Lightweight containers have popularized the idea of running a single process or service without normal init systems like systemd or sysvinit. However, omitting an init system often leads to incorrect handling of processes and signals, and can result in problems such as containers which can't be gracefully stopped, or leaking containers which should have been destroyed.

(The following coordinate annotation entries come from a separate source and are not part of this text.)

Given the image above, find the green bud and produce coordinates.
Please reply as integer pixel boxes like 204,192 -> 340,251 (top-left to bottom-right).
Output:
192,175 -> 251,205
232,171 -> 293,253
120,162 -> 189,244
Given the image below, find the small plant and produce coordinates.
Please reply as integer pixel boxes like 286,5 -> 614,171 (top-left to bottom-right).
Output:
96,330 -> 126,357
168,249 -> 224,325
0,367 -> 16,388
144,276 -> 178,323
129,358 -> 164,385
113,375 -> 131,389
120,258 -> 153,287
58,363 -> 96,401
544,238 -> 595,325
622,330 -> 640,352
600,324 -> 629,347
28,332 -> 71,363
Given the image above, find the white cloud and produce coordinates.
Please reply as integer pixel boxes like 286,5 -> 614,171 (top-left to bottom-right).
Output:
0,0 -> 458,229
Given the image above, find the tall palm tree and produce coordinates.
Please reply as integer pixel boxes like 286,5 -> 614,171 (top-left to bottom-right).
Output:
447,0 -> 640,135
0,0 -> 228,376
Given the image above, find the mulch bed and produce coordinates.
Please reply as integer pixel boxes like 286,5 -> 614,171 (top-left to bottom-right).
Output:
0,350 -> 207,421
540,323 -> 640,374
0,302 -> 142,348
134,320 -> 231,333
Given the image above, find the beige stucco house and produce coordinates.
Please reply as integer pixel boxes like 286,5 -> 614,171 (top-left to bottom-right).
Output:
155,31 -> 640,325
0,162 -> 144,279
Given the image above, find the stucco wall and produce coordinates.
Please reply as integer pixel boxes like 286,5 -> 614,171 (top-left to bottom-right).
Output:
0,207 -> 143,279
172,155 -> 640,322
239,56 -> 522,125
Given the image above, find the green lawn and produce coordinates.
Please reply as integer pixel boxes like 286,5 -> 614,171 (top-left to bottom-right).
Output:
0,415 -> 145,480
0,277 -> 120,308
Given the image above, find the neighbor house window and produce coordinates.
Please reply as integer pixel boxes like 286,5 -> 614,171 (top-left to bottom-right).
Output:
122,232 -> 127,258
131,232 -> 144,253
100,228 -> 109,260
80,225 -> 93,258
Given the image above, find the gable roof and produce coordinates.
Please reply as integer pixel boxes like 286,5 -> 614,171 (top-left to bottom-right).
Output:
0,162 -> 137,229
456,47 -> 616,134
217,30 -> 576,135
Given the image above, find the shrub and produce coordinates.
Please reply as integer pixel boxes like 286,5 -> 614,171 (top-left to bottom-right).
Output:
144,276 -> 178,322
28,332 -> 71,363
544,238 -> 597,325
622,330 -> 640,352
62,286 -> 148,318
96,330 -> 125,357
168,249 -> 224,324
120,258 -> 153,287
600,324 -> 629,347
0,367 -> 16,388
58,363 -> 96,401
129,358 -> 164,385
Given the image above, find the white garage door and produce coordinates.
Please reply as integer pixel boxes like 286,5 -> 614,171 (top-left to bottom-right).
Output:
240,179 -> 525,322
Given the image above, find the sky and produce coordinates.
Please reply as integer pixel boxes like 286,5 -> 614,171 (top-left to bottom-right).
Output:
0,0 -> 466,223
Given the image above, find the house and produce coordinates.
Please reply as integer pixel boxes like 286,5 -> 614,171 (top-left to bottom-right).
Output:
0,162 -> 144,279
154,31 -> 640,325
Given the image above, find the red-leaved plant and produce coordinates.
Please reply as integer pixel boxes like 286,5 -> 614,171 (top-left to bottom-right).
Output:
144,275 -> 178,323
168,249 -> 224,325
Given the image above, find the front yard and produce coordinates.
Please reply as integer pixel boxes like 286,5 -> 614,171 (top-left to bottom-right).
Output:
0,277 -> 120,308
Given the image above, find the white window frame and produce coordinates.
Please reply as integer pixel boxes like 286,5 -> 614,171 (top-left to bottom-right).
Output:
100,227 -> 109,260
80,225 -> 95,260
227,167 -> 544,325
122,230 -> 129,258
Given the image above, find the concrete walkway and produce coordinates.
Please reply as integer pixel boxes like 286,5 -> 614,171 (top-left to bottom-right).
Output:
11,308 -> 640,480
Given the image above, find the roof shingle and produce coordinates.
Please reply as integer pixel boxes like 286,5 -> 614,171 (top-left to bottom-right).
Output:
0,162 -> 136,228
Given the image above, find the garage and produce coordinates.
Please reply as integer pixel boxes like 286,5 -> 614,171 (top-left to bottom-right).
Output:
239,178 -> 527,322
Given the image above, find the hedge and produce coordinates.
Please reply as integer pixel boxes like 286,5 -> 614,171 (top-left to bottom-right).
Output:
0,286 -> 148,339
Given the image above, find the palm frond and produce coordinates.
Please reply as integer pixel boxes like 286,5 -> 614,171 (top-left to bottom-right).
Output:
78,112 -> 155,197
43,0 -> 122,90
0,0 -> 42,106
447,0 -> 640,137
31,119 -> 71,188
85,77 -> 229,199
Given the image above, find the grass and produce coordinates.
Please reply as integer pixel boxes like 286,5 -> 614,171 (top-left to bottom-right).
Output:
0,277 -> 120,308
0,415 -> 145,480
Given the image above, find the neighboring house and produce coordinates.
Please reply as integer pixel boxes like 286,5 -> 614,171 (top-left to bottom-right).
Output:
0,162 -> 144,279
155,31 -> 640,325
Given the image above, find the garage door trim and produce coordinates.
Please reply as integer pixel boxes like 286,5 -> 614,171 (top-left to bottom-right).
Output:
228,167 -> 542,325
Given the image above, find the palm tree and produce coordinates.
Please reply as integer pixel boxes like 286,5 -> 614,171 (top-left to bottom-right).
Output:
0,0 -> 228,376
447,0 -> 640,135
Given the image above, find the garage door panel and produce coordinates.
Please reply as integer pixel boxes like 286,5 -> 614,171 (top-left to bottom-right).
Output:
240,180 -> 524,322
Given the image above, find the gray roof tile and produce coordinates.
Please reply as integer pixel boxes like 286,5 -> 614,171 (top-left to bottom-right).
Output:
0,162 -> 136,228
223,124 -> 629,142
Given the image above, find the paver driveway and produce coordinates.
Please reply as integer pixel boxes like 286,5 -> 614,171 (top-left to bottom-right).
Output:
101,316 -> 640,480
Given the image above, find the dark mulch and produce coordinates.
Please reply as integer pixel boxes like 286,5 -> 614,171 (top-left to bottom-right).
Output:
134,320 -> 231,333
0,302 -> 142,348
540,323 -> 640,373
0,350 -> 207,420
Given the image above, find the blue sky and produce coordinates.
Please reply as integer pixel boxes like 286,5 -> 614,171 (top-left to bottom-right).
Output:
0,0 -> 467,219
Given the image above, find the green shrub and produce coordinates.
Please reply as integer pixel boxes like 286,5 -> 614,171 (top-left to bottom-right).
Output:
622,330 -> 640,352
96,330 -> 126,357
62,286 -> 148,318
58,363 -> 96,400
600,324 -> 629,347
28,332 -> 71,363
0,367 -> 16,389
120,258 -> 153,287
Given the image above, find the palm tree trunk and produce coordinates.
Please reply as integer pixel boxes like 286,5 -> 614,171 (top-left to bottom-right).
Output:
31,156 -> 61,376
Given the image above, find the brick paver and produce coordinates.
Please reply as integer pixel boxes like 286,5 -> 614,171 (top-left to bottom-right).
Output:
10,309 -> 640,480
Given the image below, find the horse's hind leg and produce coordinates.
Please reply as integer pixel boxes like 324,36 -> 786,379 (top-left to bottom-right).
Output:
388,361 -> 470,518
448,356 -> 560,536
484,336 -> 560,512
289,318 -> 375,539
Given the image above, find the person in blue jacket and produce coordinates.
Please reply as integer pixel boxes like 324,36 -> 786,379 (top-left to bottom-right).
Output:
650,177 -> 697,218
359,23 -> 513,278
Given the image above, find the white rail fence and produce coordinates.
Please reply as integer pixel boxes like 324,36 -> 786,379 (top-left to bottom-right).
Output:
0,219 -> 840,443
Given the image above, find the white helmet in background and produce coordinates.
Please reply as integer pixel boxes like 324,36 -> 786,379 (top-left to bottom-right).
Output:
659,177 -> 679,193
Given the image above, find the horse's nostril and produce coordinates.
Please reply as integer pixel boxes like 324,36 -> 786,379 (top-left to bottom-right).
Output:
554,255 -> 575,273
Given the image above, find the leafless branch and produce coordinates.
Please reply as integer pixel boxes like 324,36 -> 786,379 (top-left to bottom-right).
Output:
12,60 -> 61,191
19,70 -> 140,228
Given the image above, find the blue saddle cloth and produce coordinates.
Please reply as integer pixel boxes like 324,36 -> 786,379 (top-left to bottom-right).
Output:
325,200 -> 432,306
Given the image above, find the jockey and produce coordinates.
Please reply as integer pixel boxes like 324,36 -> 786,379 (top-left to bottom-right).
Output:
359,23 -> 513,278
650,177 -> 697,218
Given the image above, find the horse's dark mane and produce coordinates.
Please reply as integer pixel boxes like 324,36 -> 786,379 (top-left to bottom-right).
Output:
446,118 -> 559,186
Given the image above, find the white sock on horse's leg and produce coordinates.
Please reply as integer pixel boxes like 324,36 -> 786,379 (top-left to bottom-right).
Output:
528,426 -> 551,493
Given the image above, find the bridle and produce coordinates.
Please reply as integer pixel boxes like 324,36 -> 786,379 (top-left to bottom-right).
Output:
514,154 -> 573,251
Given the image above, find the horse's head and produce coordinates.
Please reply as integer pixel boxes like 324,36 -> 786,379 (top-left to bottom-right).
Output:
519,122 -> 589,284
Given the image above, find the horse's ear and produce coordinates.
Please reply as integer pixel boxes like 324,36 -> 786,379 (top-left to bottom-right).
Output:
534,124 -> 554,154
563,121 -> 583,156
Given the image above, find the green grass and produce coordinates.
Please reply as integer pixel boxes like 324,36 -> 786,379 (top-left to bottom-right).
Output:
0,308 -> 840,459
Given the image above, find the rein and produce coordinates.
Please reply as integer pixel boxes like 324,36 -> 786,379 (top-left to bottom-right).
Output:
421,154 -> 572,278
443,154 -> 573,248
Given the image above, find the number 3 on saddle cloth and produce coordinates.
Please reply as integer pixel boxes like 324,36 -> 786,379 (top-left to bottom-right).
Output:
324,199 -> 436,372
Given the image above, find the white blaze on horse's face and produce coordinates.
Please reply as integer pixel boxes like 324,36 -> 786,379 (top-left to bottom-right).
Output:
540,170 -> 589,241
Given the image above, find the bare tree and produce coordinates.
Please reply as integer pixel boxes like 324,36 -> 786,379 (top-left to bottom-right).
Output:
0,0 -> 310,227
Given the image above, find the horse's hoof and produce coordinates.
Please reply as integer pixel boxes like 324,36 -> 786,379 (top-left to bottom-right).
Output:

Running Docker containers without a an init or supervisor process  can lead to a scenario where your container process dies and is not properly reaped, becoming a zombie process. If the container supervisor (say, Kubernetes) restarts the process, and the original error condition still exists, subsequent process spawn attempts will end up spawning more undead processes, leading you to have an army of resource eating zombies in your container. Yikes!

I will not go into the gory details of how this happens in this post, since I'm intending to keep this post small and informal. So here's my example implementation:

Install

RUN apk add --no-cache \
      dumb-init \

Before

COPY ./build/ghost/docker-entrypoint.sh /usr/local/bin
ENTRYPOINT ["/usr/local/bin/docker-entrypoint.sh"]
CMD ["node", "current/index.js"]

After

COPY ./build/ghost/docker-entrypoint.sh /usr/local/bin
ENTRYPOINT ["/usr/bin/dumb-init", "--"]
CMD ["/usr/local/bin/docker-entrypoint.sh", "node", "current/index.js"]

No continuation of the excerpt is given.